ここまで表紙を彩ってきた主人公を探さなければ見つけられないという異色の構図からはじまる第十巻。赤が際立ち、血を連想させて実に目を惹きます。
とは言え、実際の本編で歴史の表舞台に立つのは恐怖の独裁者として君臨する魔王アリエル、我らが主人公は裏方に徹しているので扱い方としてはこうなるのかもしれませんね。
今回主人公が放った、文字通りの諜報網が敵の謀略の意図を逆用して切り崩し、そこからまた一ひねりして逆に釣り上げている様が鮮やかです。
魔王とはまさに役割分担で、また異なった主人公としての役割を果たしているというもので、これはこれでなかなか乙なモノ。権威と権力を負うことで話を早くしている一方、自身は動きづらくなっている魔王と、その陰に隠れることで目立たないうちに恩恵とフリーハンドを得た主人公、といったところでしょうか。

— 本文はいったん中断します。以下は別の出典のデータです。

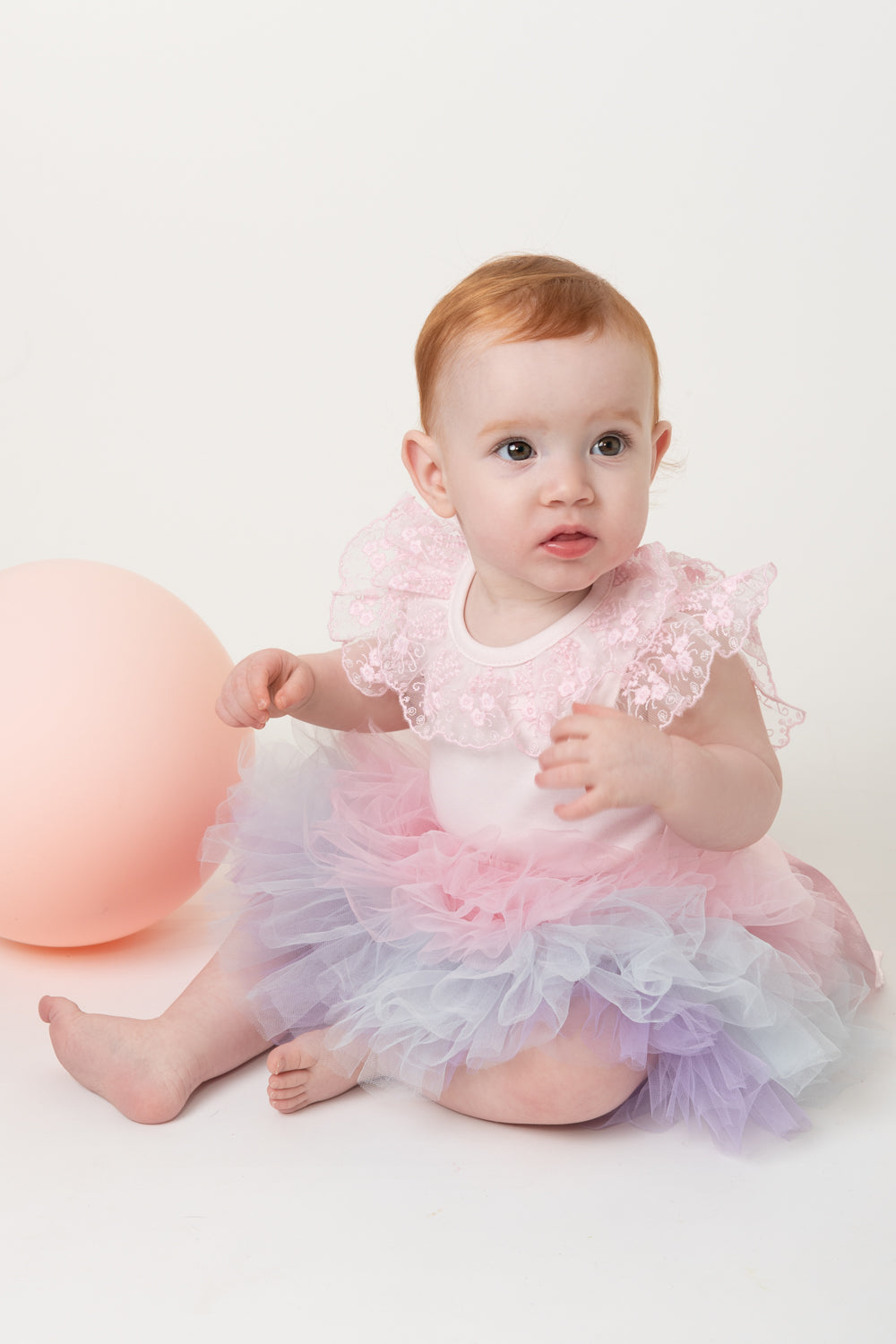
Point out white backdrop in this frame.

ところで虫の知らせじゃあないですが、九巻の不穏な引きからしてもあそこで主人公が動いていなかったら確実に主要人物の誰かに犠牲者が出ていたと思われます。
そのようななにかが十巻の流れにはありました。
目に見える敵のポティマスは性格的には見透かしやすい小物で、いやな意味での人間性の塊ではあるんですが、けっして馬鹿ではなく十分主人公サイドを崩せるだけの戦力を持っているっていうのが再確認できましたね。
その辺の危機感を主人公がすべて肩代わりしてくれて、読者たる私にも安心の吐息をつかせてくれました。

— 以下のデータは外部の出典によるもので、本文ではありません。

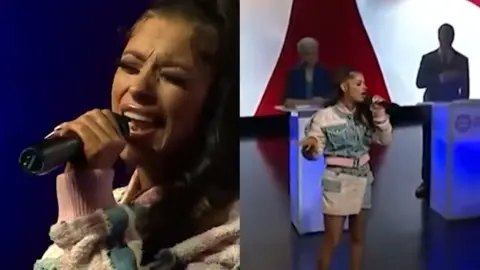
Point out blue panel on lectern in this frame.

それと共に、敵の一部戦力と諜報の目を潰すと同時に、警戒心を解いて水面下で動いている何かの開発を遅らせる、むしろ油断を誘う。
結果論もあるんですが、敵をほぼ主人公の思惑通りに動かせる妙手を繰り出しつつ、あくまでも軽くお茶らけて見せる。
その上で、自身の存在を気取らせることなく事態を裏で動かしていた獅子身中の虫を取り込む。

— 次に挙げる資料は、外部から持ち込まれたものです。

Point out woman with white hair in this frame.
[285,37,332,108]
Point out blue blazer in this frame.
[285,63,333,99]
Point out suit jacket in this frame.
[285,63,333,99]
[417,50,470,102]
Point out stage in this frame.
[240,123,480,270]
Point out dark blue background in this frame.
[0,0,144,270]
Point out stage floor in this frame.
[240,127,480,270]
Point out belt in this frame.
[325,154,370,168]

いや、まだまだコミュ障で、天狗に見えてめっちゃ頭いいし油断しませんね、主人公。正直侮ってました。
それに、もうこの後に及んではいらないキャラ属性なコミュ障(笑)に拘ってらんねーや、みたいな? 開き直り始めたのが、なんか頼もしいです。これからも図太くたくましく生きてください。
最近の流れからするとこの人(?)が喋り出したら大体解決するみたいな雰囲気が作られつつあったのですが、その中で主人公の口下手はなんかシナリオ進行の枷みたいな扱いでした。
でも、やっぱり軽妙な心の声って衆目に発せられても楽しいんですね。勘違いなんていらない、積極的に自己を演出していけ、とでも言ったものか。
目に見える強さの成長から解き放たれたのなら、次は聴き取れる人間関係の構築だ! ってなものです。
それと、この世界における一般的な攻城戦とか「システム」の真実とか、特に後者、今後の展開を握る重要用語の説明がしっかりされているのも嬉しいところ。
思えばその辺、主要人物がなんとなく暗黙の了解で流していたからこそ、かえって説明がしづらくなっていたと思うんです。
ターニングポイントとなる七巻以降察してもらう形になっていたとはいえ、いまいちピンと来なかった読者も多かったんじゃないでしょうか?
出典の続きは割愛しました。